As children grow amidst the chaos and confusion of their identity and self-worth during adolescence, harsh parenting practices can add to their stress.

Lending an ear to kids

Psychologists opine that it is never just one issue or factor that pushes the child towards taking extreme steps such as suicide, but what most parents do not understand is that their child needs to communicate with them about what are they stressed about. However, in many cases, it is dealt with abuse, bullying, harassment or even torture, if they communicate such issues to their parents and this leads to self-harm and suicidal thoughts.

“A child, when in distress, looks for an outlet to share their feelings with their parents. However, if they are not given the right kind of support and are not able to communicate their stress healthily, it will only be accumulated. We instead see that parents humiliate and insult their children when they talk about their struggles and stress. This builds up feelings of hopelessness, guilt, and shame and can develop thoughts of self-harm and suicide,” said Dr. Poorna Chandrika, former director of the Institute of Mental Health.

“We see a lot of children in the age group of 14-17 years, who are suicidal because of the verbal and physical abuse they went through while growing up. A lot of them recall their parents humiliating or scolding them and develop a feeling of abandonment from the family,” said a psychotherapist from the Institute of Mental Health.

“Especially in the case of girls, we have seen parents humiliating or verbally and physically assaulting them for developing a relationship with boys or going out with friends. Children are very vulnerable and their age is very crucial because adolescence is already filled with a lot of questions and self-doubt for them. If parents don’t deal with them in the right manner, they can have suicidal thoughts too,” added the psychotherapist.

Importance of right parenting and seeking help in need

A lot of children in their early adolescence show signs of mental health issues in their behaviour if they are victims of toxic parenting.
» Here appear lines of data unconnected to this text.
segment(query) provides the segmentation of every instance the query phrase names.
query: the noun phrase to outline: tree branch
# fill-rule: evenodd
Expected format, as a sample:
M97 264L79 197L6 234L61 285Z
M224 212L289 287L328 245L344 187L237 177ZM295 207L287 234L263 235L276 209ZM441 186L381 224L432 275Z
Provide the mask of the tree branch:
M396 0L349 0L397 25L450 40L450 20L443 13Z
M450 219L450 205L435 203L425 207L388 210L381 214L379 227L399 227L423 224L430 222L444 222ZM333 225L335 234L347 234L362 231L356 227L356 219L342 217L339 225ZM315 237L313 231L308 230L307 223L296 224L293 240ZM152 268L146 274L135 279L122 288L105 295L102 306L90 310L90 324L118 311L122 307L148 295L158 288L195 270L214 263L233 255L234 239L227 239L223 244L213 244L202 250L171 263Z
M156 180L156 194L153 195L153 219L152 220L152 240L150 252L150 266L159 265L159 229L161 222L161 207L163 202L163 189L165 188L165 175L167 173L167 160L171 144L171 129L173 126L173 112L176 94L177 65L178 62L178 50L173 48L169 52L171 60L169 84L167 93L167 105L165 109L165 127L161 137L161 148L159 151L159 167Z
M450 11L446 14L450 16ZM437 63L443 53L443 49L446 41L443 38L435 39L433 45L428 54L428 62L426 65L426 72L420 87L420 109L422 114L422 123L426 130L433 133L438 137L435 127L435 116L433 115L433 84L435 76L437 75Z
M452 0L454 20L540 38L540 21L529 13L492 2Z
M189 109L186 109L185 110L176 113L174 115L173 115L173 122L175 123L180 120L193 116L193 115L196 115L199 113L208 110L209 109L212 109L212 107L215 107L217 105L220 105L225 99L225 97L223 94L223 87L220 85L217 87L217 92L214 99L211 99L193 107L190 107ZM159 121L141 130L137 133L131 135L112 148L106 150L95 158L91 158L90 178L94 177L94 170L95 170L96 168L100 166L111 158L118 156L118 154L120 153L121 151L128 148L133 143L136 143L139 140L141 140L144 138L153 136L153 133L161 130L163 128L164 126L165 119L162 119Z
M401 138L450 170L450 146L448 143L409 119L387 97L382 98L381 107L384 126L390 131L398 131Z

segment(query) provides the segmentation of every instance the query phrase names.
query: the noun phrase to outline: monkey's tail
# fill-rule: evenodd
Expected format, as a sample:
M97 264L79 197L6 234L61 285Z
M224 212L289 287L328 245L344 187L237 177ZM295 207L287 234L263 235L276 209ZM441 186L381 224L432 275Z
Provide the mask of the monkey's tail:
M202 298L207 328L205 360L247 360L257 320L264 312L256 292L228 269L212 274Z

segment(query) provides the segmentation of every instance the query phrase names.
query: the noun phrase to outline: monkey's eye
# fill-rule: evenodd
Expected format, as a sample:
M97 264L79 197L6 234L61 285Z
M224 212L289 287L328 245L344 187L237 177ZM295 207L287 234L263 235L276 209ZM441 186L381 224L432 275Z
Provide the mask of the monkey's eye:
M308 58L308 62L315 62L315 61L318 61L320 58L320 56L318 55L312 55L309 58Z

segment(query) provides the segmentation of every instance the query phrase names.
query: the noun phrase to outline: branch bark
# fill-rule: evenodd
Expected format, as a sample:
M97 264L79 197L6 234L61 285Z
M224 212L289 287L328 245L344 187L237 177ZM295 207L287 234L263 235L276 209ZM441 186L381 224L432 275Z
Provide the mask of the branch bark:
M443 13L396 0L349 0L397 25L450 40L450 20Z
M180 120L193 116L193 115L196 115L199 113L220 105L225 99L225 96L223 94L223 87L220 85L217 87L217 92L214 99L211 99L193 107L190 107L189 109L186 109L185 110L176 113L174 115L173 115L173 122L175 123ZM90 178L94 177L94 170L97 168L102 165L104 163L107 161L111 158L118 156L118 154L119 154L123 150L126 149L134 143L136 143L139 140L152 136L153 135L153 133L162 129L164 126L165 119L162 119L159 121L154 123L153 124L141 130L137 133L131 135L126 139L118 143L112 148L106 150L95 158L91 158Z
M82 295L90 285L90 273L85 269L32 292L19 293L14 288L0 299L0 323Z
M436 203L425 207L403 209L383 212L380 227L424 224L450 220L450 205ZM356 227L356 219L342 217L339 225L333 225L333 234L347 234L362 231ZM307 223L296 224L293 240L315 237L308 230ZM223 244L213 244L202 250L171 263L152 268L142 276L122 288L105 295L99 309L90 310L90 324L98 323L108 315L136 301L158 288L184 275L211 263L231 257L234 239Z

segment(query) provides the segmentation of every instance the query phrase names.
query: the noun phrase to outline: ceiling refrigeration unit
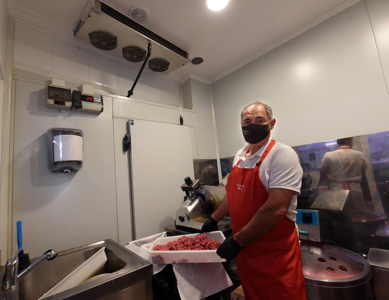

However, when they are identified with some form of mental health problems, many parents tend to hesitate and deny that something is wrong with their children.

“In a lot of cases, parents move from one mental health professional to another hoping that either one of them would say that nothing is wrong with the child. They do not accept that their child can have issues. Teachers play a significant role in identifying the children in distress and being able to communicate with them. A lot of parents come to us with their children after their teachers point out the changes in their behaviour patterns,” said Dr Poorna.

Psychologists say parents must identify when there are behavioural changes in children and seek help.

“If the cause is due to the parenting style, some parents react very differently. So it takes some sessions for us to make those parents understand what is needed. If they start implementing changes, they will notice differences. In this rapidly moving world, the children are evolving and facing challenges and parents must be aware of what’s happening around them so they can speak to the children in an understanding way. Only then there will be a bond between the children and parents,” says Dr R Vasanth, consultant psychiatrist at Fortis Malar Hospital.